Associate Professor Willem van Straten and Lecturer Patricio Maturana Russel from DCT’s School of Engineering, Mathematical and Computer Sciences join a multi-institutional team that will make core contributions to gravitational wave astronomy and facilitate participation of Aotearoa New Zealand scientists in the international LISA mission.
The three-year Marsden Fund Council Award project has secured $3 million and will be led by Professor Renate Meyer from the University of Auckland. Van Straten and Maturana Russel join scientists from the universities of Auckland, Otago, Canterbury and Göttingen, Victoria University of Wellington, Observatoire de la Côte d'Azur, and King’s College London.
Gravitational waves – ripples in space-time caused by accelerating massive objects – were predicted by Einstein’s theory of general relativity in 1916, but they weren’t directly measured until 2015.
This ground-breaking discovery has marked the beginning of a revolution in astronomy. Whereas light waves have provided a picture of the Universe back to 400,000 years after the Big Bang, gravitational waves can potentially give us information all the way back to a fraction of a second after the Big Bang.
A new ‘Laser Interferometer Space Antenna’ (LISA) mission is being developed by the European Space Agency with the goal of launching in 2034. LISA will measure low frequency gravitational waves, offering ringside seats to mergers of black holes and neutron stars, which are among the most enigmatic objects in the Universe. LISA will open us a new window to look at the universe. To clearly decipher these weak gravitational wave signals, it is essential to carefully characterise the instrumental noise using statistical methods.

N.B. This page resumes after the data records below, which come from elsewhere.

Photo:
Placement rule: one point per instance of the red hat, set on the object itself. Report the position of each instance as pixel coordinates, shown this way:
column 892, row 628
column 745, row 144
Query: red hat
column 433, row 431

Professor Meyer will lead a large interdisciplinary team bringing together expertise in mathematics, computational science, fundamental physics and novel statistical methodologies to make core contributions to gravitational wave astronomy and facilitate participation in the LISA mission.
Associate Professor van Straten says the opportunity to be involved in a curiosity driven project with such a broad range of institutions is a wonderful collaborative opportunity. “Being part of this team lead by Professor Meyer is an exciting opportunity to collaborate. Renate is renowned for her use of Bayesian statistics and there is significant overlap between her methods and the pulsar timing array research I do. I’m excited to work together and maybe learn some new tricks too.
“This research into the development of our universe following the Big Bang is almost purely curiosity driven. It’s about understanding how our universe developed, rather than an immediate commercial application, and that is part of why we’re able to gather a group of academics across a range of disciplines from so many institutions to work together. Who knows, what we discover in this project may be used by future civilisations to help them become space faring,” says van Straten.
“This project is interdisciplinary, bringing together astronomers, statisticians and physicists,” says Lecturer Patricio Maturana Russel. “It will allow us to read the history of the universe and find answers to some of its great mysteries.”
The team will look at both the statistical challenges faced when attempting to extract the gravitational wave signals from the raw data, and the properties of key sources of gravitational waves. The team’s goal is to build momentum for a decades-long collaboration with international teams in one of the world’s most exciting scientific endeavours.
By doing so they will help realise the potential of gravitational wave observatories to advance stellar astronomy, galactic astrophysics, and fundamental particle physics.
The project is due to begin in early 2022.